Buddha-nature or Buddha Principle refers to several related terms, most notably tathāgatagarbha and buddhadhātu.[note 2] Tathāgatagarbha means "the womb" or "embryo" (garbha) of the "thus-gone" (tathagata), or "containing a tathagata", while buddhadhātu literally means "Buddha-realm" or "Buddha-substrate". The terms refer to the notion that the luminous mind of the Buddhas is inherently present in every sentient being, and will shine forth when it is cleansed of the defilements, c.q. when the nature of mind is recognised for what it is.
The term tathāgatagarbha may mean "embryonic tathāgata", "womb of the tathāgata", or "containing a tathagata". Various meanings may all be brought into mind when the term tathagatagarbha is being used.
The Sanskrit term tathāgatagarbha is a compound of two terms, tathāgata and garbha:
tathāgata means "the one thus gone", referring to the Buddha. It is composed of "tathā" and "āgata", "thus come", or "tathā" and "gata", "thus gone". The term refers to a Buddha, who has "thus gone" from samsara into nirvana, and "thus come" from nirvana into samsara to work for the salvation of all sentient beings. garbha, "womb", "embryo", "center", "essence".
The term "Buddha-nature" (traditional Chinese: 佛性; ; pinyin: fóxìng, Japanese: busshō) is closely related in meaning to the term tathāgatagarbha, but is not a translation of this term. it refers to that what is essential in the human being.
The corresponding Sanskrit term is buddhadhātu. It has two meanings, namely the nature of the Buddha, equivalent to the term dharmakāya, and the cause of the Buddha The link between the cause and the result is the nature (dhātu) which is common to both, namely the dharmadhātu.

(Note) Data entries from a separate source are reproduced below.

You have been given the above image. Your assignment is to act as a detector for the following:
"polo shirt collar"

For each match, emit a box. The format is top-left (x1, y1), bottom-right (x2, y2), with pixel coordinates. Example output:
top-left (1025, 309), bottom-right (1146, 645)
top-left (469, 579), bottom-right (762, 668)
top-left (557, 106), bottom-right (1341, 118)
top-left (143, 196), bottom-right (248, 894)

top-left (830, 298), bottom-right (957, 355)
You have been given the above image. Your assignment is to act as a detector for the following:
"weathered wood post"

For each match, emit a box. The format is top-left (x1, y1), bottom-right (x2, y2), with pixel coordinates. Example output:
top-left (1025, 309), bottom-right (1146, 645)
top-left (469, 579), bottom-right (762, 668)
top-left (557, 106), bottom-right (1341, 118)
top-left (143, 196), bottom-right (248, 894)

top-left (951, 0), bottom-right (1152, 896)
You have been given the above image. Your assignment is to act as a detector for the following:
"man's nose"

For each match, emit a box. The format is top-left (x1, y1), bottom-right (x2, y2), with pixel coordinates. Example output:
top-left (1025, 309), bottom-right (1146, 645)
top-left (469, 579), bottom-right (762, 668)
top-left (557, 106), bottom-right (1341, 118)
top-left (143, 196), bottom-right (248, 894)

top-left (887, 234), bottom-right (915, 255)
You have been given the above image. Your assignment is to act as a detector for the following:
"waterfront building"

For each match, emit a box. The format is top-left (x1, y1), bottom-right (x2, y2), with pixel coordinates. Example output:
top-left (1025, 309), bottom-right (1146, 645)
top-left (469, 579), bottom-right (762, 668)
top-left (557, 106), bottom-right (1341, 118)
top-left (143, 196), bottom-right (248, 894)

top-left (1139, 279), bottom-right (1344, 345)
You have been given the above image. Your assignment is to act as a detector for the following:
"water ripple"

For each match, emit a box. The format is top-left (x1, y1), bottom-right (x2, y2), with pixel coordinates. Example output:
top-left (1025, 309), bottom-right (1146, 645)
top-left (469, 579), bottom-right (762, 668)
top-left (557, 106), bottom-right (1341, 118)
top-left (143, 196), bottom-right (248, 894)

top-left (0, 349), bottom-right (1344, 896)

Matsumoto Shirō also points out that "Buddha-nature" translates the Sanskrit-term buddhadhātu, a "place to put something," a "foundation," a "locus." According to Shirō, it does not mean "original nature" or "essence," nor does it mean the "possibility of the attainment of Buddhahood," "the original nature of the Buddha," or "the essence of the Buddha."
In the Vajrayana, the term for Buddha-nature is sugatagarbha.